Air India Express, the international low-cost arm of the flag carrier, may see a plunge in profit in fiscal 2018 at around Rs 200 crore, down from Rs 297 crore booked in the previous year, driven down by rising fuel bills and a higher payout to the parent Air India. The Kochi-headquartered Air India Express operates 555 flights a week, with a fleet of 23 Boeing 737 planes. It plans to induct two more such aircraft planes by August-September, according to a senior official. The airline will also be the first to operate to and fro from the upcoming Kannur international airport in its home state Kerala where it deploys over 65 per cent of its capacity.
“This time around I expect the bottomline to print in at around Rs 200 crore,” K Shyam Sundar, the chief executive officer at the airline, told PTI here over the weekend without ascribing a reason.
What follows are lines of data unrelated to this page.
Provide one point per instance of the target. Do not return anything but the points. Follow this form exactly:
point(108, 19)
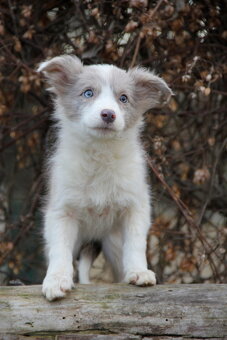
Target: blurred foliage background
point(185, 41)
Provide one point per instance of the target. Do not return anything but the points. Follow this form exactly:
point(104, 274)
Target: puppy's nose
point(108, 116)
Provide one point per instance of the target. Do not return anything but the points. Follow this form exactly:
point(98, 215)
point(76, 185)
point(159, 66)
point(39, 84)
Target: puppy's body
point(98, 189)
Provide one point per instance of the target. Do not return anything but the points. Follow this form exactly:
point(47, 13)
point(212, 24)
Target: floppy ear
point(61, 72)
point(150, 90)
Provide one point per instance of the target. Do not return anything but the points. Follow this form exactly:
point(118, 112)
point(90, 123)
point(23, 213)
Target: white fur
point(97, 189)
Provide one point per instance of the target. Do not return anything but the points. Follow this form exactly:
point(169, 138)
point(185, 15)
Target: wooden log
point(117, 312)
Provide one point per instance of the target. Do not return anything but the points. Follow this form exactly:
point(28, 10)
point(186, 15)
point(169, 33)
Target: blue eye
point(88, 93)
point(123, 98)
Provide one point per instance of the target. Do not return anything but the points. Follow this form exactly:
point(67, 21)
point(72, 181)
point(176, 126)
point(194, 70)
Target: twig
point(140, 35)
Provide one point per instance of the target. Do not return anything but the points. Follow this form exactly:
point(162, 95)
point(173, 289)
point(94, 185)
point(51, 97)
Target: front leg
point(136, 226)
point(61, 235)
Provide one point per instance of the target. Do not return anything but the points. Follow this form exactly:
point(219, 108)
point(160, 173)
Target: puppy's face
point(102, 99)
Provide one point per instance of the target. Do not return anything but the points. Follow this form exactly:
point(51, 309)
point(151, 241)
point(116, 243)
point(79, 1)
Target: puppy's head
point(102, 100)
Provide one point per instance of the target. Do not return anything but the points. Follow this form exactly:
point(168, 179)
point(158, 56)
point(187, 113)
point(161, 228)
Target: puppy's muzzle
point(108, 116)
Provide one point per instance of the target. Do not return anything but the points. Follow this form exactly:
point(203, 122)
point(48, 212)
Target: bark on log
point(116, 312)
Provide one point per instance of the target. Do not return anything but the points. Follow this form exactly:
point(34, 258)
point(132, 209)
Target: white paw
point(56, 285)
point(145, 278)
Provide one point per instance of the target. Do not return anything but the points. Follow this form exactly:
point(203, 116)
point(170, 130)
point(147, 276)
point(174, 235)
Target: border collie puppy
point(97, 173)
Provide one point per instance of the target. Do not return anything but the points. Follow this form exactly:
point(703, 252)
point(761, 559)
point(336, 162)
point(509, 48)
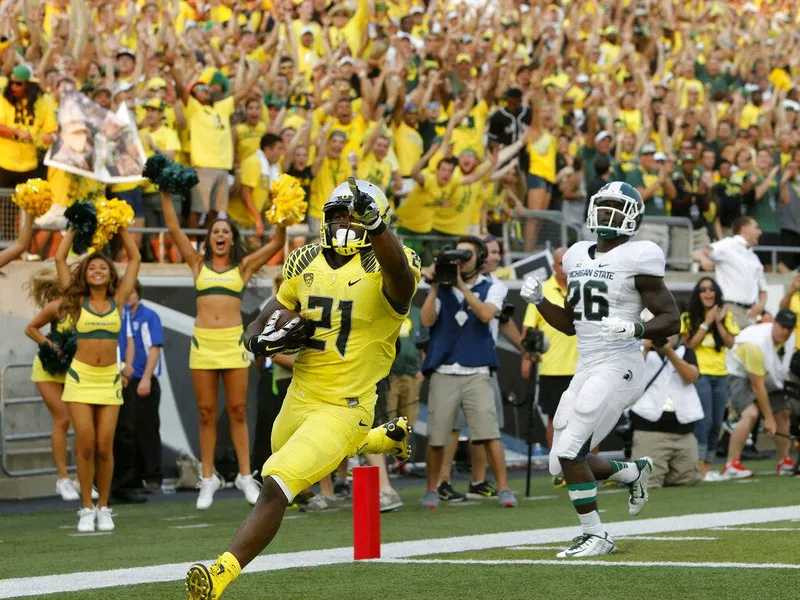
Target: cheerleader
point(22, 243)
point(45, 292)
point(217, 352)
point(93, 297)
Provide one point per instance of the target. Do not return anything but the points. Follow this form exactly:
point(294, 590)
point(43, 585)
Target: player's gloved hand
point(531, 290)
point(364, 208)
point(274, 340)
point(614, 329)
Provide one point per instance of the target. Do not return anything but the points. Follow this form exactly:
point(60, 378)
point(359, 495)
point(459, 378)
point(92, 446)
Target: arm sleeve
point(731, 325)
point(719, 250)
point(532, 317)
point(685, 324)
point(156, 333)
point(690, 357)
point(497, 294)
point(650, 260)
point(751, 357)
point(251, 172)
point(762, 281)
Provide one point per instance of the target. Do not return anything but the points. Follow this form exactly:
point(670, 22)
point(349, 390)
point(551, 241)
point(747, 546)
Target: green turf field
point(46, 544)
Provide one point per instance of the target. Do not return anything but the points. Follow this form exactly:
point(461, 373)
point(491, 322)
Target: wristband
point(377, 230)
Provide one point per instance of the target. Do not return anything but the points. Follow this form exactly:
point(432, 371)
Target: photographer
point(664, 418)
point(461, 355)
point(558, 365)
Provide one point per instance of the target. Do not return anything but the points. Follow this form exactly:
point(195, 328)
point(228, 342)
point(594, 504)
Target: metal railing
point(6, 438)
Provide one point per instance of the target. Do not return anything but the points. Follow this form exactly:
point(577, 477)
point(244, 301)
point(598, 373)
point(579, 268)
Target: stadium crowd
point(463, 113)
point(694, 103)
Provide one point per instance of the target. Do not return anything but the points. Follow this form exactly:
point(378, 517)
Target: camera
point(534, 342)
point(447, 263)
point(506, 313)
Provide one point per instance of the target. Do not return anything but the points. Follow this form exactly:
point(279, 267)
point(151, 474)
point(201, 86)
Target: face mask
point(343, 236)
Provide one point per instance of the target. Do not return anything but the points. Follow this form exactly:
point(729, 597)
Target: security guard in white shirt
point(738, 271)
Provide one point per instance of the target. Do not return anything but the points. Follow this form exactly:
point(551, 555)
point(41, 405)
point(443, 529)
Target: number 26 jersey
point(354, 325)
point(602, 285)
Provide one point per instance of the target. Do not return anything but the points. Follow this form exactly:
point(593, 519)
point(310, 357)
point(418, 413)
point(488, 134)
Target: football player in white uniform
point(609, 282)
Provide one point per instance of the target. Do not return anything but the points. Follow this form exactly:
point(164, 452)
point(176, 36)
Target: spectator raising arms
point(220, 274)
point(708, 328)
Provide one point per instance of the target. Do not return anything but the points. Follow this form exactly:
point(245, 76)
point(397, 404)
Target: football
point(297, 336)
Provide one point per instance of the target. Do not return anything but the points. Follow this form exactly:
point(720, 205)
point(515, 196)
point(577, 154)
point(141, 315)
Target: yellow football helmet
point(347, 241)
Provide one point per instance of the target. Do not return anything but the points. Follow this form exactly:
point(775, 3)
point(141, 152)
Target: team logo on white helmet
point(617, 209)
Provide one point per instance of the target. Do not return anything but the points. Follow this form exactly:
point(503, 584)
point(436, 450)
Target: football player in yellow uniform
point(354, 289)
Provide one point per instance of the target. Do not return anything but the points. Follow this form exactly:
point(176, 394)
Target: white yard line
point(72, 582)
point(664, 538)
point(795, 529)
point(600, 563)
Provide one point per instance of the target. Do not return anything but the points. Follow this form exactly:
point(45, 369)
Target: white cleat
point(589, 545)
point(249, 486)
point(638, 489)
point(208, 487)
point(66, 490)
point(86, 518)
point(105, 519)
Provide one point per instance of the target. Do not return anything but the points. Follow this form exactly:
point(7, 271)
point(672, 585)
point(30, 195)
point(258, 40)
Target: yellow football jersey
point(354, 325)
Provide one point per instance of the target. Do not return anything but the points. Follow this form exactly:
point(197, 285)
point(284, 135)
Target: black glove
point(365, 208)
point(287, 339)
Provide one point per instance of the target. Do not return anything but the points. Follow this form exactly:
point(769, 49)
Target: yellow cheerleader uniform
point(39, 374)
point(215, 349)
point(90, 384)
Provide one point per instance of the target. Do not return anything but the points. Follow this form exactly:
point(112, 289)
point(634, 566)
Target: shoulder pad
point(299, 259)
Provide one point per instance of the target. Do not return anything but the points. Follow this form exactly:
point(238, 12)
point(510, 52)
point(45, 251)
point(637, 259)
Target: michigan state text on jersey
point(609, 282)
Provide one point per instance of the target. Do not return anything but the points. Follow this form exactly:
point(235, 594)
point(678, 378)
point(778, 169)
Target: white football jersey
point(602, 285)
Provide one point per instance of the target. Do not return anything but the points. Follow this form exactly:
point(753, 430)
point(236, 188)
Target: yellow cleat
point(392, 438)
point(208, 583)
point(399, 431)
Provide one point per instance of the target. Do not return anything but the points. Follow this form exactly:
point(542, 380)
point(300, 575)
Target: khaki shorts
point(472, 393)
point(211, 191)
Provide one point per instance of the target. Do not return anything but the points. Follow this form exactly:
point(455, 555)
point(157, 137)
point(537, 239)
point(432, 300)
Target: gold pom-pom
point(34, 196)
point(112, 216)
point(287, 201)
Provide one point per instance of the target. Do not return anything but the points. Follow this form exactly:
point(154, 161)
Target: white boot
point(249, 486)
point(86, 518)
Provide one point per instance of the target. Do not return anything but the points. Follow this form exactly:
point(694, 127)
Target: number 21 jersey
point(354, 325)
point(602, 285)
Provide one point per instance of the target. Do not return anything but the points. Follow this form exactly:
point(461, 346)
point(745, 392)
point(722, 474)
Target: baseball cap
point(21, 73)
point(786, 318)
point(156, 82)
point(647, 149)
point(122, 86)
point(154, 103)
point(602, 136)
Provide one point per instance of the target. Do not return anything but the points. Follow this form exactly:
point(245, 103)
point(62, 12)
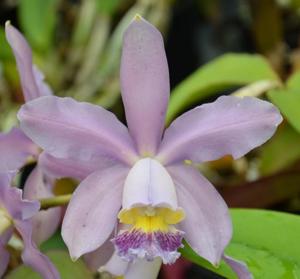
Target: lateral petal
point(100, 256)
point(92, 212)
point(15, 149)
point(228, 126)
point(207, 224)
point(32, 256)
point(64, 167)
point(65, 128)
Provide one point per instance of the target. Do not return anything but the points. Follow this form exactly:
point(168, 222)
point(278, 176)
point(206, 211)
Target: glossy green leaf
point(281, 151)
point(107, 6)
point(288, 101)
point(63, 263)
point(294, 81)
point(267, 241)
point(38, 19)
point(227, 71)
point(223, 269)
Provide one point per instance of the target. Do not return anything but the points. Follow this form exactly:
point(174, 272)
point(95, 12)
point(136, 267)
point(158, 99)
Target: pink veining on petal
point(135, 244)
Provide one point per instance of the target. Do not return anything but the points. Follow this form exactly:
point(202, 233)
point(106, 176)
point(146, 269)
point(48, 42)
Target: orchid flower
point(142, 187)
point(17, 148)
point(17, 213)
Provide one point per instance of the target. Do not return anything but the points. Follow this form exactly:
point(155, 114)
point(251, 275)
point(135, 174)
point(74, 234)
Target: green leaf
point(107, 6)
point(288, 101)
point(294, 81)
point(38, 19)
point(223, 269)
point(281, 151)
point(55, 242)
point(227, 71)
point(267, 241)
point(63, 263)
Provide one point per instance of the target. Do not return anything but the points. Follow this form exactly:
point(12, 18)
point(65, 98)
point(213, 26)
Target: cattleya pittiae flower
point(17, 213)
point(17, 148)
point(141, 187)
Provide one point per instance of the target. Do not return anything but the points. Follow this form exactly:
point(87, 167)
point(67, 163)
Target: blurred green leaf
point(227, 71)
point(38, 19)
point(55, 242)
point(281, 151)
point(63, 263)
point(107, 6)
point(266, 241)
point(288, 101)
point(294, 81)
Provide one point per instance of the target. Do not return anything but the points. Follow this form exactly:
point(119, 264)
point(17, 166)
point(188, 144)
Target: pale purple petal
point(116, 266)
point(239, 267)
point(45, 222)
point(66, 128)
point(143, 269)
point(207, 225)
point(64, 167)
point(43, 87)
point(4, 259)
point(23, 55)
point(149, 183)
point(11, 199)
point(4, 254)
point(15, 149)
point(228, 126)
point(99, 257)
point(144, 79)
point(31, 256)
point(92, 212)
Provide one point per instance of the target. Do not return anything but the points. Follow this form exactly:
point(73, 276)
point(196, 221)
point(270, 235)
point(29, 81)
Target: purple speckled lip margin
point(138, 244)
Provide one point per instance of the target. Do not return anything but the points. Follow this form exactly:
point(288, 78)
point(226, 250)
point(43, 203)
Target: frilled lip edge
point(134, 244)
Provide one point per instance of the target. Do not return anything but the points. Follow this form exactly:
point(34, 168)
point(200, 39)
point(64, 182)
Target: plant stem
point(55, 201)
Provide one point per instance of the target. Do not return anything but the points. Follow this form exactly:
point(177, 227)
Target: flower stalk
point(55, 201)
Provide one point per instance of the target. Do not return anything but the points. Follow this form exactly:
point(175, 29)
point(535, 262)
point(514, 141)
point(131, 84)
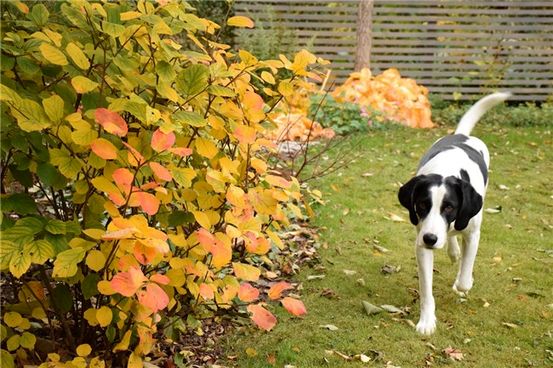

In fact, reflecting the fuel prices, in the last year also, its profit was lower than the previous year. After the first Rs 100 crore profit in FY15, its profit soared to Rs 361.7 crore in FY16 but came down to Rs 296.7 crore in FY7. But it can be noted that all the airlines have had an easy life last fiscal as crude oil hovered $35-40 a barrel throughout the year, but the same is trending at $70 and the average for this year could be around $60 a barrel. Which is an almost 50 per cent spike over the last year’s average. Airlines across the world, barring of course those in the Gulf nations, burn almost half their cash on fuel alone.
In Indian context, since petroleum products are out of GST, it varies from a low 4 per cent in states like Telangana to an absurd 34 per cent in Maharashtra. Air India Express, which flies to the Middle-East (West Asia) and Southeast Asian destinations, booked its first profit in FY15 with Rs 100 crore after it was set up a decade ago in April 2005 on the back of a 25 per cent plunge in crude prices in the year. Sundar said he expects the load (PLF) to increase by 150 bps next fiscal over the present 78.5 per cent, as he also expects the aircraft utilisation levels to go up to 6-7 per cent over 14 hrs from 13.25 hrs with the introduction of the two new 737 NGs planes. On the volume side, Sundar expects to ferry 4.5 million next fiscal year. In FY17, it carried 3.4 million passengers. He didn’t offer a number for this year. Sundar said AI Express will be the first airline to operate from the greenfield airport in Kannur, northern Kerala.
The fourth international airport in the tiny state is scheduled for commissioning this June, behind more than a year. “We committed to Chief Minister Pinarayi Vijayan that we will be the first airline to take off from Kannur. We will be deploying the two new aircraft in this facility,” he said. “We will also launch a new service between Kochi and Bahrain soon,”he added. On OTP (on-time performance), he said the overall it’s 86 per cent but this is 95 per cent from the country. The delay is due to longer time we have to take to skirt the Oman airspace now.
On the payout to the parent Air India, which is put on sale now, Sundar said, “in FY17, it paid Rs 450 crore, while this was Rs 350 crore in FY16. This is year it may go up further, which will impact the bottomline. “On top of this, we have around Rs 200 crore of financing cost towards aircraft loans per annum. But FY19 should be better as our finance cost will come down to Rs 150 crore,” he added. The airline connects 13 international cities from 17 domestic cities. On the domestic front, it connects Thiruvananthpuram-Chennai, Kozhikode-Thiruvananthpuram, Kochi -Thiruvananthpuram and Kochi-Kozhikode, as per its website.